Risk management in M&A

Recent news articles have highlighted the impact of Brexit and its associated uncertainties on deal activity in the mergers and acquisitions (M&A) space in Britain. Nonetheless, uncertainty is no stranger to an M&A transaction and parties have for a long time relied on warranties (among other contractual protections) to mitigate some of the risks inherent in an M&A transaction.

The need for warranties in M&A transactions

In the context of an acquisition of shares or assets of a business, the principle of caveat emptor or “buyer beware” applies. There is limited protection under statutory or common law for a purchaser if the bargain turns out not to be what is expected, unless it is a case of misrepresentation or fraud which is often difficult to prove. In order to mitigate this risk faced by the purchaser, there is a need for contractual statements in the form of warranties which are contained in the acquisition agreement.

What is a warranty?

A warranty is a promise in a contract which, if proven to be untrue, may give rise to a claim in damages against the warrantor for breach of contract. In the context of M&A transactions, warranties are factual statements contained in the acquisition agreement generally in relation to the target’s business and profitability, as well as assets and liabilities.

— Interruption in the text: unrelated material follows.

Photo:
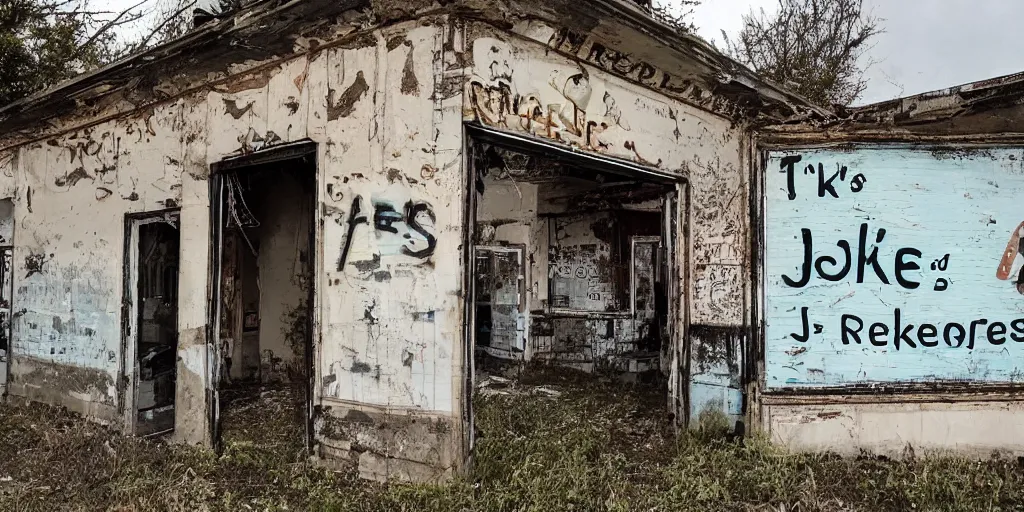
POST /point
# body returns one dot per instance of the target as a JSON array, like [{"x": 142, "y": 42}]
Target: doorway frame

The two main purposes of warranties in an M&A transaction are:

  • to elicit information about the target by compelling the seller to disclose as much as possible against the warranties; and
  • as a mechanism for risk allocation by providing the purchaser with a contractual remedy if the assurances given prove to be incorrect and the value of the target consequently reduced.

Managing risk through warranties

In light of the above, warranties in an acquisition agreement are often the subject of intense negotiation between the purchaser and the seller. Here are some categories of warranties of which a seller will generally be very wary or cautious at first instance.

  • Forward-looking warranties – these warranties are tricky because they are, by nature, impossible for a seller to disclose against;
  • Warranties that require a value judgment in order to determine if disclosure is required – these warranties contain vague or ambiguous language that may prove problematic should the parties disagree on its interpretation upon the discovery of a potential breach. An example would be a warranty on the existence of contracts entered into by the target which contain onerous terms;
  • Duplicated or overlapping warranties – such duplication or overlap, whether in the same specialist area (e.g. intellectual property or real estate) or across different areas, should be eliminated so the substance of a particular commercial position is only negotiated once. Otherwise, the position that either party has secured may be undercut or contradicted by a duplicated or overlapping warranty;
  • Warranties whose subject matter is not important or relevant – depending on the type of company or asset being acquired, the inclusion of certain warranties may not be appropriate or relevant. For example, warranties on physical stock in a warehouse would likely be irrelevant if the target is a financial services firm; and
  • Incomprehensible warranties – These warranties should be deleted at first instance as it is impossible to advise on or disclose against a warranty that is not understood. Such warranties may be common in emerging market transactions in which legal advisers are drafting in a language  foreign to them. The parties should therefore seek further clarification.

 Jerrold Yam is an Associate at Baker McKenzie.